Objective: Compute multi-way partial dependence: which method?
Let's say I now want to compute the two-way partial dependence, $PD(cyl, displ)$. Define the grid for each var:
cty_vals <- seq(min(mpg$cty), max(mpg$cty), length.out = grid_size)
displ_vals <- seq(min(mpg$displ), max(mpg$displ), length.out = grid_size)
From here I see two options.
- Predict to a dataset that contains the exhaustive combinations of
ctyanddispl
Setup option 1:
combos <- expand.grid(cty_vals, displ_vals)
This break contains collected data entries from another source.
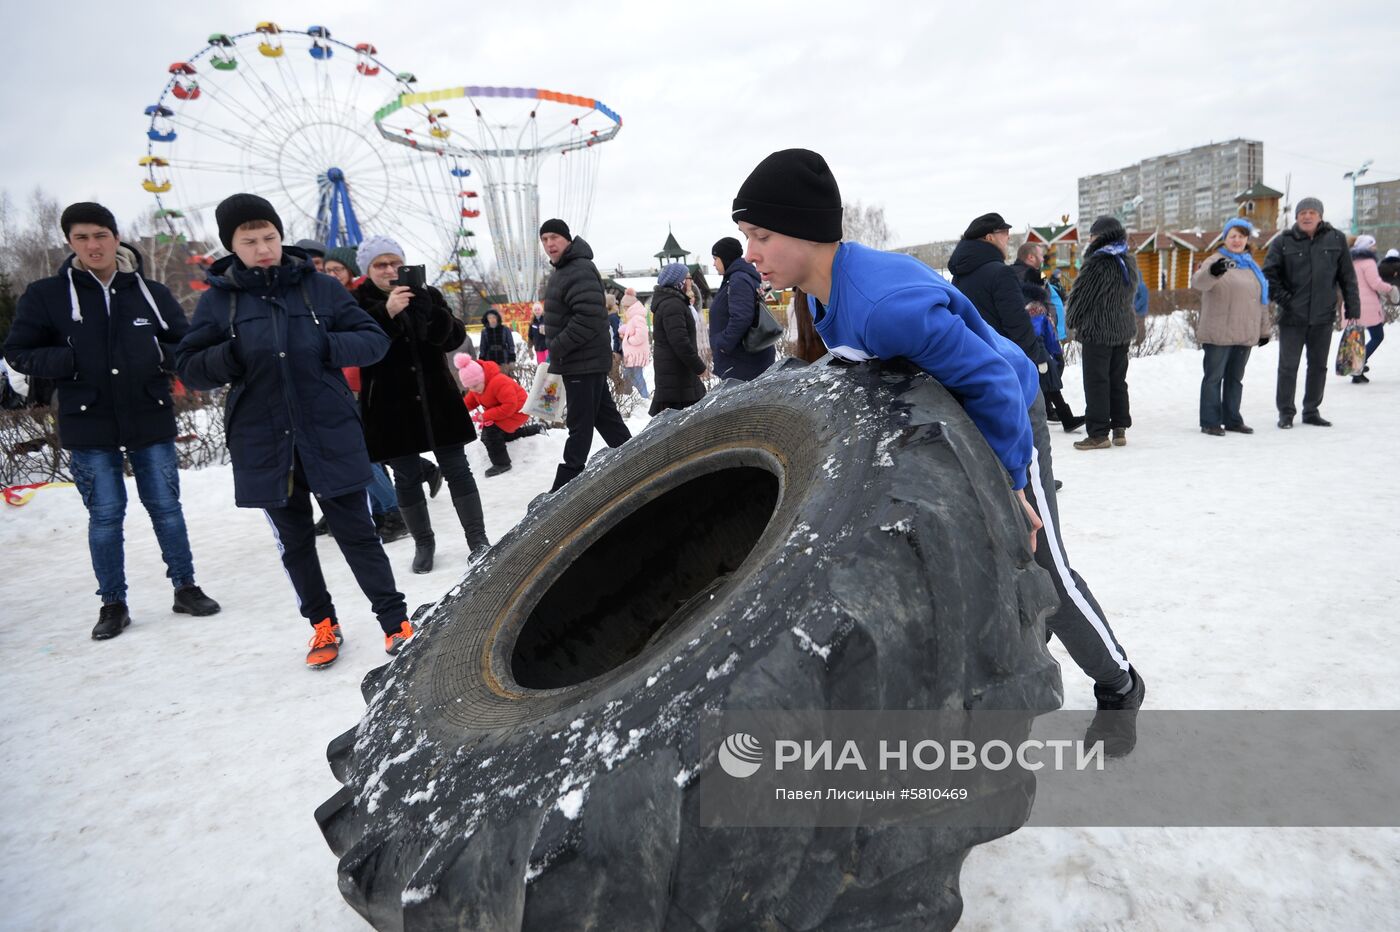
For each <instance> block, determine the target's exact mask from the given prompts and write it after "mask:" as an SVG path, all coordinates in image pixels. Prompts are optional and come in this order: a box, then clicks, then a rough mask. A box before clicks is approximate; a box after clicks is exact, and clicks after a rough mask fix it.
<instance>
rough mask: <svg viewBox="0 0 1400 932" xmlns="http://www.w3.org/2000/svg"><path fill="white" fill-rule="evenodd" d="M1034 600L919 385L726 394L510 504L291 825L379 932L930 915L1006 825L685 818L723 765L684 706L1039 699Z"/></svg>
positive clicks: (967, 430) (332, 755) (918, 384)
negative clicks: (561, 485)
mask: <svg viewBox="0 0 1400 932" xmlns="http://www.w3.org/2000/svg"><path fill="white" fill-rule="evenodd" d="M1054 605H1056V596H1054V589H1053V586H1051V584H1050V579H1049V578H1047V577H1046V575H1044V574H1043V572H1042V571H1040V570H1039V568H1037V567H1036V564H1035V563H1033V561H1032V556H1030V550H1029V540H1028V526H1026V522H1025V516H1023V515H1022V512H1021V509H1019V507H1018V505H1016V502H1015V500H1014V497H1012V494H1011V491H1009V488H1008V483H1007V476H1005V472H1004V470H1002V467H1001V465H1000V463H998V460H997V459H995V458H994V456H993V453H991V451H990V449H988V448H987V445H986V442H984V441H983V438H981V435H980V434H979V432H977V430H976V428H974V427H973V425H972V423H970V421H969V420H967V416H966V414H965V413H963V410H962V407H960V406H959V404H958V402H956V400H953V399H952V397H951V396H949V395H948V393H946V392H945V390H944V389H942V386H939V385H938V383H937V382H934V381H932V379H930V378H928V376H925V375H923V374H918V372H916V371H914V369H909V368H904V367H899V365H896V367H881V365H878V364H864V365H858V367H846V365H840V364H834V362H830V361H822V362H818V364H813V365H811V367H804V365H801V364H798V362H788V364H785V365H783V367H780V368H778V369H776V371H771V372H769V374H766V375H764V376H763V378H762V379H759V381H757V382H752V383H746V385H745V383H727V385H725V386H722V388H721V389H720V390H718V392H714V393H711V395H710V396H707V397H706V399H704V400H703V402H700V403H699V404H696V406H694V407H690V409H687V410H685V411H678V413H668V414H665V416H662V417H661V418H658V420H657V421H655V423H652V424H651V425H650V427H648V428H647V430H645V431H643V432H641V434H640V435H638V437H636V438H633V439H631V441H630V442H627V444H626V445H624V446H622V448H619V449H615V451H608V452H605V453H601V455H599V456H596V458H595V459H594V462H592V463H591V466H589V469H588V470H585V472H584V473H582V474H581V476H580V477H578V479H575V480H574V481H571V483H570V484H568V486H567V487H564V490H561V491H560V493H556V494H553V495H547V497H542V498H540V500H539V501H538V502H535V505H533V507H532V508H531V511H529V515H528V516H526V518H525V519H524V521H522V522H521V523H519V525H518V526H517V528H515V529H514V530H511V532H510V533H508V535H505V537H503V539H501V542H500V543H498V544H496V546H494V547H491V549H490V551H489V553H487V554H486V557H484V558H483V560H480V561H477V563H475V564H473V565H472V567H470V570H469V571H468V574H466V577H465V578H463V579H462V582H461V584H459V585H456V586H455V588H454V589H452V591H451V592H449V593H447V595H445V596H444V598H442V599H441V602H438V603H437V605H435V606H433V607H431V610H430V612H427V613H426V616H424V617H423V619H421V621H420V628H419V630H420V633H419V635H417V637H416V638H414V640H413V641H412V642H410V644H409V647H407V648H406V649H405V652H403V654H402V655H399V656H398V658H396V659H395V661H393V662H392V663H389V665H388V666H384V668H379V669H378V670H374V672H371V673H370V675H368V676H367V677H365V683H364V696H365V700H367V702H368V709H367V711H365V715H364V718H363V721H361V722H360V726H358V728H356V729H354V730H350V732H346V733H344V735H342V736H340V737H337V739H336V740H333V742H332V743H330V747H329V751H328V756H329V758H330V770H332V771H333V772H335V775H336V778H337V779H339V781H340V782H342V784H343V786H342V789H340V791H339V792H337V793H336V795H335V796H333V798H330V799H329V800H326V802H325V803H323V805H322V806H321V807H319V809H318V810H316V819H318V821H319V823H321V827H322V831H323V833H325V837H326V841H328V842H329V844H330V848H332V849H333V851H335V854H336V855H337V856H339V858H340V865H339V877H340V890H342V893H343V894H344V897H346V900H349V901H350V904H351V905H353V907H354V908H356V910H357V911H358V912H360V914H361V915H364V917H365V918H367V919H368V921H370V922H371V924H374V925H375V926H377V928H379V929H540V931H549V932H556V931H560V929H627V931H629V932H631V931H636V929H876V928H878V929H906V928H907V929H941V928H952V926H953V925H955V924H956V921H958V917H959V915H960V911H962V898H960V894H959V887H958V880H959V870H960V868H962V861H963V858H965V856H966V854H967V851H969V849H970V848H972V847H973V845H976V844H980V842H983V841H988V840H991V838H993V837H997V835H1001V834H1005V831H1007V828H986V830H973V828H930V827H913V826H883V827H882V826H872V827H860V828H742V830H741V828H734V830H718V828H706V827H703V826H701V823H700V813H699V795H700V788H701V786H704V785H706V781H710V779H720V781H724V779H731V778H729V777H727V775H725V774H724V772H722V771H721V768H720V767H718V764H717V760H715V754H717V750H718V746H717V743H715V742H714V739H710V740H711V743H710V744H706V743H704V740H706V739H704V737H703V735H701V732H703V729H701V728H699V726H697V723H699V722H700V719H701V716H703V715H706V709H715V708H731V709H766V708H787V709H981V708H987V709H1040V711H1044V709H1051V708H1058V705H1060V700H1061V693H1060V689H1061V687H1060V670H1058V666H1057V665H1056V662H1054V661H1053V659H1051V658H1050V655H1049V654H1047V652H1046V647H1044V614H1046V613H1047V612H1049V610H1050V609H1053V607H1054ZM1016 798H1018V799H1019V800H1021V802H1018V803H1016V805H1019V806H1021V807H1022V809H1023V812H1022V814H1021V820H1023V819H1025V814H1028V813H1029V807H1030V800H1032V798H1033V785H1032V788H1030V792H1028V793H1025V795H1023V799H1022V798H1021V796H1019V795H1018V796H1016ZM997 824H1008V823H1005V821H998V823H997ZM1011 824H1021V823H1019V821H1014V823H1011Z"/></svg>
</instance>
names(combos) <- c('cty', 'displ')
- Predict to a dataset that contains arbitrary combinations of
ctyanddispl
Setup option 2:
combos <- data.frame(cty_vals, displ_vals)
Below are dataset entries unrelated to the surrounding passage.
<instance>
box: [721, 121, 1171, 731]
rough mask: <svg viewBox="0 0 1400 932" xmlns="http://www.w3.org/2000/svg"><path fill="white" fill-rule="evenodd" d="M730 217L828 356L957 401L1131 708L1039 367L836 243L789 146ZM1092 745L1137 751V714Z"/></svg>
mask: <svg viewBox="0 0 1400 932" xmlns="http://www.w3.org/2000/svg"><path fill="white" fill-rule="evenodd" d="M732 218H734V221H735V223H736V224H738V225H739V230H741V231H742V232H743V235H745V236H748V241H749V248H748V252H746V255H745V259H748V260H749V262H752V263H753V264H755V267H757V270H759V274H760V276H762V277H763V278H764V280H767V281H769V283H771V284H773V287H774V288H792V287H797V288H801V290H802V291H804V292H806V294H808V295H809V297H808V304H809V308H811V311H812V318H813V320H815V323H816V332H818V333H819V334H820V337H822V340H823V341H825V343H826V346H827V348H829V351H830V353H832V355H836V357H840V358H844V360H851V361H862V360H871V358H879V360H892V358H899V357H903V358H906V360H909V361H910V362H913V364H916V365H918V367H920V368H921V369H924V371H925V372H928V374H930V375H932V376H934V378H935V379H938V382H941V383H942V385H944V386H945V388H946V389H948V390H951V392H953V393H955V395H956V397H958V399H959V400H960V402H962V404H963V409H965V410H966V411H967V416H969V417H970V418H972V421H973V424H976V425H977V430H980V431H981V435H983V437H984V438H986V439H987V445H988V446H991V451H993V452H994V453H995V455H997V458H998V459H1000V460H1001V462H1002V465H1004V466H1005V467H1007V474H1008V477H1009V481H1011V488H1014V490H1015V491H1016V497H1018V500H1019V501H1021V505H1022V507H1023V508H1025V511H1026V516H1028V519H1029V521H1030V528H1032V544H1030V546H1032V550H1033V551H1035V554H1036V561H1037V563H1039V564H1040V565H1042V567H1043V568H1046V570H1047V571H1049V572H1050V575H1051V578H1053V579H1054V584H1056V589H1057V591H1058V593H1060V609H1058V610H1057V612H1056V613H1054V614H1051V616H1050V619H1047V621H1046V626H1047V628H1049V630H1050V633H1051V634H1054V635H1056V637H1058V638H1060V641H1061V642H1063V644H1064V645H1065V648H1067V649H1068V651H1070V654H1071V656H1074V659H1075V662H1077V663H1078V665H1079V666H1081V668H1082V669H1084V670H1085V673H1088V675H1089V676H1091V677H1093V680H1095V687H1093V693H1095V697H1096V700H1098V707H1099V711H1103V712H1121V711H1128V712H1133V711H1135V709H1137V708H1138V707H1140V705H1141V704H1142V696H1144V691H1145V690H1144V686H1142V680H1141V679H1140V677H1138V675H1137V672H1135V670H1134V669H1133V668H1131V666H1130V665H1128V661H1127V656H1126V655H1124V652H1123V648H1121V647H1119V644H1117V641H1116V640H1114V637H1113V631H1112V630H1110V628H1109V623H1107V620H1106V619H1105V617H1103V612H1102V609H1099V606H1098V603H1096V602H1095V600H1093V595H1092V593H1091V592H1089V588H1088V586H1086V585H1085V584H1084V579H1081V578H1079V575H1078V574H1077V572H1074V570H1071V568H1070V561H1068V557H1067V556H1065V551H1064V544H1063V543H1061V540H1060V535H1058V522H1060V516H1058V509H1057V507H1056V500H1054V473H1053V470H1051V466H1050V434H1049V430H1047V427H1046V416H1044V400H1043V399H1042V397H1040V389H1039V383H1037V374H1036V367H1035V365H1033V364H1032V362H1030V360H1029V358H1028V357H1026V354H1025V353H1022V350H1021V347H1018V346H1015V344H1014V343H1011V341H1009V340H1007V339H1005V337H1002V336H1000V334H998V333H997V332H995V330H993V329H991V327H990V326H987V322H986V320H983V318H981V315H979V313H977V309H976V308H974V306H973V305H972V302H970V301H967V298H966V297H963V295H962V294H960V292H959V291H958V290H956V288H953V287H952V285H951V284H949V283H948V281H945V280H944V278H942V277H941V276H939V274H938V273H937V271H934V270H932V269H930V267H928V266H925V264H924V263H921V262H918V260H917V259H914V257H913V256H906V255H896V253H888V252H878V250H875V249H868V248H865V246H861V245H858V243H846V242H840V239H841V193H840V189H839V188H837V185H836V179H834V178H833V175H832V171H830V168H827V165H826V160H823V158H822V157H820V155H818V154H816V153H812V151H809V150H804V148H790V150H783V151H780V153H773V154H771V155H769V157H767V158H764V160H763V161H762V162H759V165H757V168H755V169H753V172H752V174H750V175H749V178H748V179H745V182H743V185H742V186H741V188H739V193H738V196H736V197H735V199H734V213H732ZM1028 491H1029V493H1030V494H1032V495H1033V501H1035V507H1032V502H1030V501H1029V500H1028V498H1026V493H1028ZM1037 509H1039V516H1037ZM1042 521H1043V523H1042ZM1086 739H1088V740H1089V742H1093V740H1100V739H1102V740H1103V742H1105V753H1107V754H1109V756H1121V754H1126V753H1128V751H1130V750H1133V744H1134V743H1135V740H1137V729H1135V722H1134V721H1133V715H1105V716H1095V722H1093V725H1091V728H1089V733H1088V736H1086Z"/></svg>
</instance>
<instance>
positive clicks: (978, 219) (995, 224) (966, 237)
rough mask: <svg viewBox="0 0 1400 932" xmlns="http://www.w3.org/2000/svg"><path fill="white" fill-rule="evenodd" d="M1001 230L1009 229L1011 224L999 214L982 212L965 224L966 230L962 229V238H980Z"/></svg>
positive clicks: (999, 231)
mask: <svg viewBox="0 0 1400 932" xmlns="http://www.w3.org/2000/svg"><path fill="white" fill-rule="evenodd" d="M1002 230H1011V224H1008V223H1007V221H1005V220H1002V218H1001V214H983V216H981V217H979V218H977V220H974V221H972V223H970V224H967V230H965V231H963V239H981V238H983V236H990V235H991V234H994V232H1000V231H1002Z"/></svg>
names(combos) <- c('cty', 'displ')
The resulting data frame on which to compute predictions:
pd_dat <- do.call(rbind, lapply(1:nrow(combos), function(i){
d <- mpg
d$cty <- combos$cty[i]
d$displ <- combos$displ[i]
return(d)
}))
In either case I suppose the final result will summarize the predictions over each combination of cyl and displ.
library(dplyr)
preds <- cbind(combos, predict(mod, pd_dat)$predictions)
names(preds)[3:4] <- sprintf('prob_%s', mod$forest$class.values )
preds %>%
group_by(cty, displ) %>%
summarize(partial_2way_1999 = mean(prob_1999),
partial_2way_2008 = mean(prob_2008))
My intuition is toward option 1 (predict to exhaustive combinations of both variables).